Gold Resource Corporation Commences Mining Arista Vein System

Hires Mexico Country Manager DENVER, CO--(Marketwire - 11/23/10) -

Gold Resource Corporation's polymetallic Arista vein deposit contains high-grade gold and silver mineralization with by-product credits of copper, lead and zinc. The Arista Vein system is made up of multiple en echelon veins with the two predominant veins being the Baja and the Arista veins. Both veins have been intercepted and as mine development continues high-grade ore is being stockpiled.

Mr. Juan Manuel Flores joins Gold Resource Corporation as Mexico Country Manager. Mr. Flores has over 30+ years of experience in the mining, metallurgy and construction industries. His experience includes country manager, general manager, operations manager, project manager, mine superintendent of different mines and processing operations, in some of the most productive underground and open pit mines in Mexico.

Mr. Flores' mining company associations include Minera Rio Tinto SA De CV, Constellation Copper, Pan American Gold Fields, Harrison Western, Mine Finders, Minera Frisco, Industrial Minera Mexico (ex-Asarco), Minas de Bacis, Cozamin, Grupo Mexbel and Groupo Summa. Mr. Flores graduated as a Mining and Metallurgist Engineer from the Universidad Autonoma de Chihuahua and in 1973 and 1974 attended the courses of the Master of Science Program, Mineral Economics, at the Colorado School of Mines.

Gold Resource Corporation's President, Mr. Jason Reid, stated, "We welcome Mr. Flores as he will complement our excellent team of professionals. We are building a first class underground mine under the expert direction of our Project Manager, Mr. Jorge Sanchez Del Toro, and with the addition of Mr.

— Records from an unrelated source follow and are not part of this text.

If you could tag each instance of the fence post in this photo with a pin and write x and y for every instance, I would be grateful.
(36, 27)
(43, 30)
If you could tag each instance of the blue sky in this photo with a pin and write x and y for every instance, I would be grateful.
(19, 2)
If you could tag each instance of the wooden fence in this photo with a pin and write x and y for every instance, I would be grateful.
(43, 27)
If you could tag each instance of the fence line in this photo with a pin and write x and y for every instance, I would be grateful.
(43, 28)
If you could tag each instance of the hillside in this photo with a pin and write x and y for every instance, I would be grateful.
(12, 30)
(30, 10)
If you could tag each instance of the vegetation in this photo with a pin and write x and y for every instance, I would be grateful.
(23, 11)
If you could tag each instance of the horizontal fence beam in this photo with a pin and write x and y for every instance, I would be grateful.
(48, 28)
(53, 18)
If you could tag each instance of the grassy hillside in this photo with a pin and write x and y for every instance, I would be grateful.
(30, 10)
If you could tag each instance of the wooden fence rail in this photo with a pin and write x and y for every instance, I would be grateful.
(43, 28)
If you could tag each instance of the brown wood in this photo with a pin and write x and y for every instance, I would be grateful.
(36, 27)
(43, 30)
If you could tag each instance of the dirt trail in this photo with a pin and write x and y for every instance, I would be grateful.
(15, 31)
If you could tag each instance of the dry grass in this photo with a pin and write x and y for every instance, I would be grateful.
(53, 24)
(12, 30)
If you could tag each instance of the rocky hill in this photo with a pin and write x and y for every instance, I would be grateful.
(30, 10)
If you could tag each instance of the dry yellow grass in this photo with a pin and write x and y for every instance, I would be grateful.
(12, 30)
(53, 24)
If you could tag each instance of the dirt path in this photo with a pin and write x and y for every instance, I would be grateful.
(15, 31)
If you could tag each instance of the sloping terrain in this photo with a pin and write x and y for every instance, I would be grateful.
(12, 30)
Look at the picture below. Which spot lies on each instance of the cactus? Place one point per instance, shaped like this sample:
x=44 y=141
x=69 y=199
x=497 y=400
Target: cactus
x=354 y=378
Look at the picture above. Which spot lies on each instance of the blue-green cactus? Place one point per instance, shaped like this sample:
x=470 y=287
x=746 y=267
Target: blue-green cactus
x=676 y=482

Flores, in concert with our dedicated staff of professionals, the Company is executing its plan for aggressive growth."

Mr. Jason Reid continued, "Commencement of stockpiling underground Arista ore, in the fourth quarter as planned, is a significant milestone for the El Aquila Project. We are presently mining the Baja vein and developing the Arista vein on the 4th level. Our spiral decline (see photo) will be to level 5 shortly where we will add additional working faces to the mining of the Baja and Arista veins."

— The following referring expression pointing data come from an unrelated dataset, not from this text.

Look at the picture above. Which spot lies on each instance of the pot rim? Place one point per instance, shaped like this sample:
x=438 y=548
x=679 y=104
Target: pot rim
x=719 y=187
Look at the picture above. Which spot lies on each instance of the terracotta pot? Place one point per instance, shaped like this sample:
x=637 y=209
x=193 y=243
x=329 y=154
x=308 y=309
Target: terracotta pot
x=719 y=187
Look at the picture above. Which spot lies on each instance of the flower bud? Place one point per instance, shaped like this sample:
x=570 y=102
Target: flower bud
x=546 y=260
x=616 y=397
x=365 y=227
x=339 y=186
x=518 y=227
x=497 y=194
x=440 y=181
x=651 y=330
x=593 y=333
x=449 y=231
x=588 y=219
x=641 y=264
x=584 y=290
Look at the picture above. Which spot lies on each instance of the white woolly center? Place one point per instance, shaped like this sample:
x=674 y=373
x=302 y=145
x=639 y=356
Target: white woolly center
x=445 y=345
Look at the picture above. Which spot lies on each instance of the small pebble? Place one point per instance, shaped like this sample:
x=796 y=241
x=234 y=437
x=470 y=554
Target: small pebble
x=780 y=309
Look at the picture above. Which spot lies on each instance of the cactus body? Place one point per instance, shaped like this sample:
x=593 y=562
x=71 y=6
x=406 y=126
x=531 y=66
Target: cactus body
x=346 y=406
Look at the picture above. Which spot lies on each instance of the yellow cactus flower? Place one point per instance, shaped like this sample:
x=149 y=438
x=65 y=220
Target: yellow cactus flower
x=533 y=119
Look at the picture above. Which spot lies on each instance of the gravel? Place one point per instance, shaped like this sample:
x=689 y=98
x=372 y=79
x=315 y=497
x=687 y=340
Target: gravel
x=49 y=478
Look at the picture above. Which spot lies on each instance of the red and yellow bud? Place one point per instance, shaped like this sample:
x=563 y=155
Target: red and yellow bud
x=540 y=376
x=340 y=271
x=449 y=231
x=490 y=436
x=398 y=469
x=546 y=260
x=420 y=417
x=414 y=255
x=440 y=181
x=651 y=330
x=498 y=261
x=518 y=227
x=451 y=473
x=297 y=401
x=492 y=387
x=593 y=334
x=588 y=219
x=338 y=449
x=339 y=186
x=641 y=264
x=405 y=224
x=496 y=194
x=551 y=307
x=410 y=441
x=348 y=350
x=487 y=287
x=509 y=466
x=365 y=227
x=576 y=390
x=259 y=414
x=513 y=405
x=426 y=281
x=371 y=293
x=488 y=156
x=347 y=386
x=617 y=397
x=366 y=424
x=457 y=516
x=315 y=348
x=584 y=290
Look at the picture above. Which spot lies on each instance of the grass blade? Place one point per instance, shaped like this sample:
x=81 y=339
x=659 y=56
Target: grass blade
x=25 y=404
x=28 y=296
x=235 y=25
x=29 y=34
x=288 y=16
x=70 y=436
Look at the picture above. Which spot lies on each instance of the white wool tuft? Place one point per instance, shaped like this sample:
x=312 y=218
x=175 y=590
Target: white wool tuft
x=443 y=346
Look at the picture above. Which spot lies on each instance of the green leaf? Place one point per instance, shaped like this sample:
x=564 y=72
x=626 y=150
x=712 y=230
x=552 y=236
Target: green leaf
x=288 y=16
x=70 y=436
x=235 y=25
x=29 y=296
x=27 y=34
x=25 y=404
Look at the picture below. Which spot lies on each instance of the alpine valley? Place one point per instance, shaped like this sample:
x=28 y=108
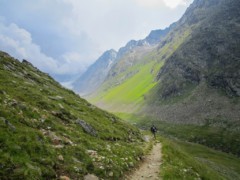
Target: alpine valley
x=184 y=79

"We have asked our team to evaluate an accelerated schedule to process the Arista deposit high-grade polymetallic ore as soon as practicable. We want to process our highest grade ore during this time of historically high metal prices," stated Mr. Jason Reid.

 
 
With GORO now mining their super high grade ore, their earnings should increase quickly.  They also added a "country" manager.  Why would they do that, as they are only IN Mexico?  I believe it is another hint from management.  They just LOVE to give out hints of what lies ahead.  I think this means they are close to buying another property in another country.  This would be great as large investors love diversification.  This would open up GORO to a much wider base of investors.  Gold Resources continues to perform in an outstanding manner.
 
Positions
 
Goro  (closed at $24.52, up $1.42, average price paid, $6.10) 
  
Mexus Gold  (closed .23, down 4 cents, average price paid, $0.20)   
 
GORO June 11, call options, strike $20 (closed at $6.05, up $0.25, [due to the low option volume, I'm going to start using the average of last bid and call, which is a more realistic price] average price paid, $5.60)
 
Closing this week I have a video from last year, but I missed it.  Another brilliant explanation of how politicians use our inability to visualize large numbers against us. (thanks to John P.)  Have a great week!